As the nation processes the full impact of the breach of the U.S. Capitol building by protestors last week, the FBI is warning of potential armed protests in all 50 states over the next week.  Many of the participants in last week’s rioting in Washington, D.C. have been identified from video and photos, often posted on social media by the rioters themselves.  Some of the participants, including one man photographed wearing a company ID lanyard around his neck, have been fired or suspended from their jobs.

With more protests likely forthcoming, North Dakota employers are asking the question of whether they can lawfully fire employees choosing to participate in similar protests?  For private employers, the answer in most cases is “yes.”

What are the laws on political beliefs and off-duty conduct? 

Many employees believe that they cannot be disciplined or subject to termination for their political beliefs or conduct committed while off the employer’s clock.  Are they right?  The North Dakota Human Rights Act does provide protection for employees from discrimination based on off-duty participation in lawful activities.  Specifically, N.D.C.C. § 14-02.4-03 provides that it is unlawful for an employer to discriminate against an applicant or employee based on the individual’s “participation in lawful activity off the employer’s premises during nonworking hours which is not in direct conflict with the essential business-related interests of the employer.” 

The NDHRA “lawful activities” provision does not, however, protect individuals engaged in activity that is not “lawful.”  Moreover, it provides no protection based on political beliefs to non-governmental employees. Thus, individuals who participate peacefully, in lawful demonstrations are likely protected from employment retaliation by the NDHRA.  Individuals who participate in violent, unlawful conduct, on the other hand, such as trespassing, rioting, destroying property, or similar misdeeds are not protected by the NDHRA.

But, what about employees who are not arrested and whose conduct is not clearly “unlawful”?  For example, consider the fellow with his employee ID on a lanyard around his neck who made national media . . . if he had been engaged in lawful activity, might the NDHRA have provided job protection?  Similarly, what of employees who post vulgar, threatening, or inflammatory comments on social media?  Are these individuals given job protection?

The answer is “maybe.”  If conduct by employees is merely offensive or disagreeable, but not necessarily unlawful, employers must consider whether or not the conduct is “in direct conflict with the essential business-related interests of the employer.”  The North Dakota Supreme Court has held that protecting the reputation of a business may be an “essential business-related interest,” justifying action against employees engaging in bad behavior off premises, during non-working hours.

Important questions that employers should ask if confronted with such situations is whether or not the employee is readily identifiable as an employee of the company?  Is the employee displaying company ID or wearing clothing identifying him or her as a company employee?  In the case of social media, does the employee link him or herself to employment with the company in a social media profile or otherwise?  Moreover, how damaging to the company is the publicity, conduct, or social media post?

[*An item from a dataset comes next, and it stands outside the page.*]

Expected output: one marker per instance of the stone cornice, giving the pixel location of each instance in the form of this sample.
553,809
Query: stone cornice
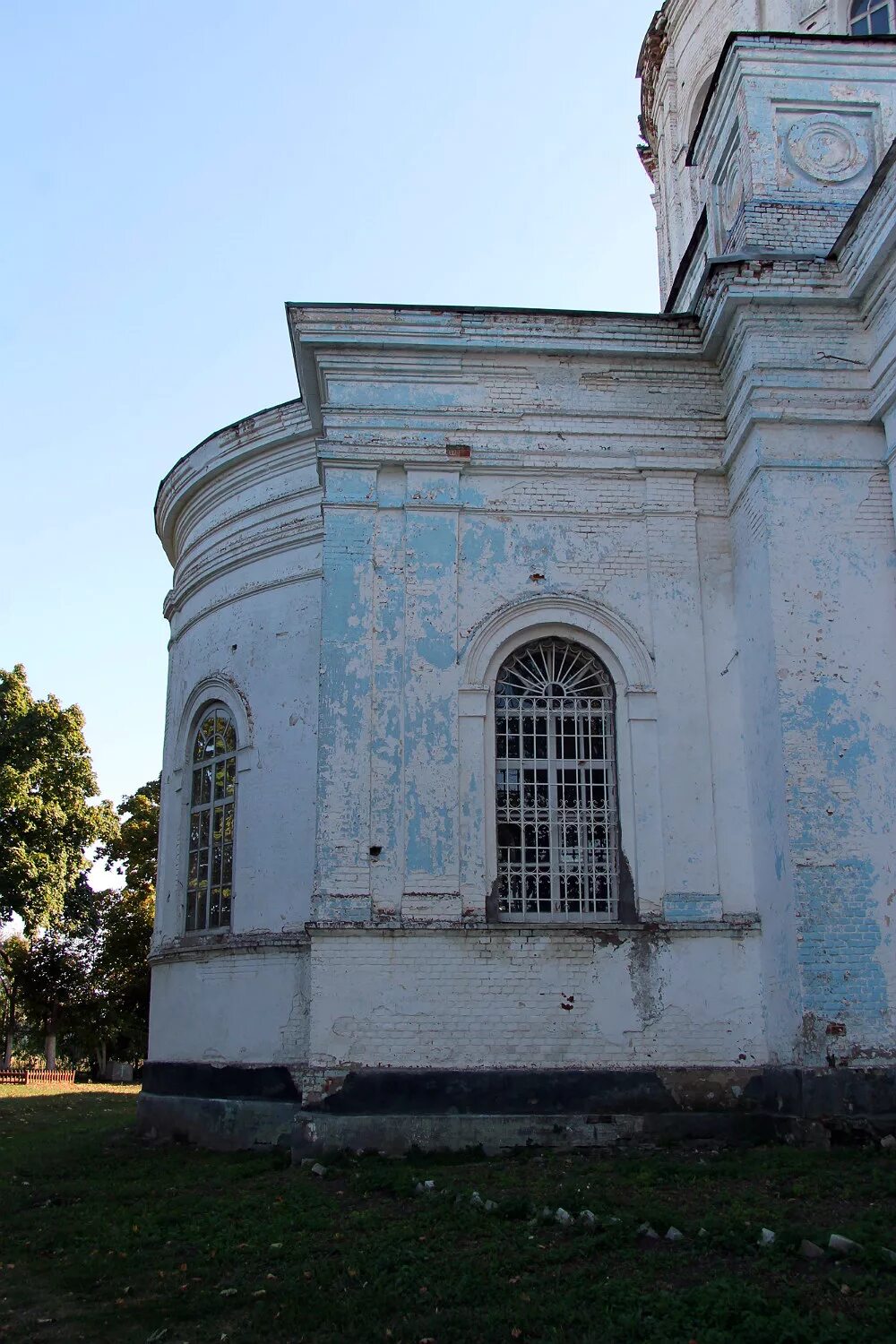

Determining exactly when conduct crosses the line to being “in direct conflict with the essential business-related interests of the employer” is a complex determination and should be approached with care, and likely a consult with legal counsel.

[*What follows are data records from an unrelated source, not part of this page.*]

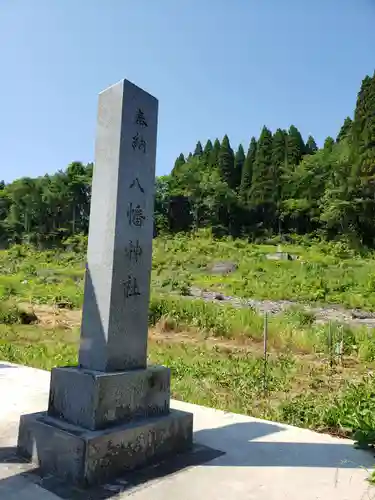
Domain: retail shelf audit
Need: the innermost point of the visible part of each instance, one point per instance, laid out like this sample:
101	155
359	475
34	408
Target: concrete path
255	459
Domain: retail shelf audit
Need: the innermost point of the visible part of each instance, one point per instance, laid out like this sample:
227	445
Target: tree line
281	184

What about Freedom of Speech?

Many of the protestors in last week’s debacle – and their supporters — have cited their right to “Freedom of Speech” in protesting their summary termination by employers.  But, do employees of private employers really have such rights?  The short answer is “no.”  The First Amendment to the Constitution of the United States provides constitutional protection to free speech, but only against the abridgement of free speech by the government.  The First Amendment was meant to protect against governmental actions limiting free speech, not the action of private employers.  Thus, for most private (non-government) employers, an employee’s right to free speech is simply not governed or protected by the First Amendment.

Bottom Line 

While the North Dakota Human Rights Act provides some protection for off-duty, off-premises conduct to North Dakota employees and applicants, that protection ends when conduct becomes unlawful.  Even conduct that is not unlawful may be so detrimental to the business interests of an employer that it loses its character as protected.  Moreover, the First Amendment provides no protection for the employees of private businesses based on their claim to free speech.  In short, employees who violate the law or engage in severe acts of civil unrest can expect to be subjected to lawful discipline, even termination, by their employers.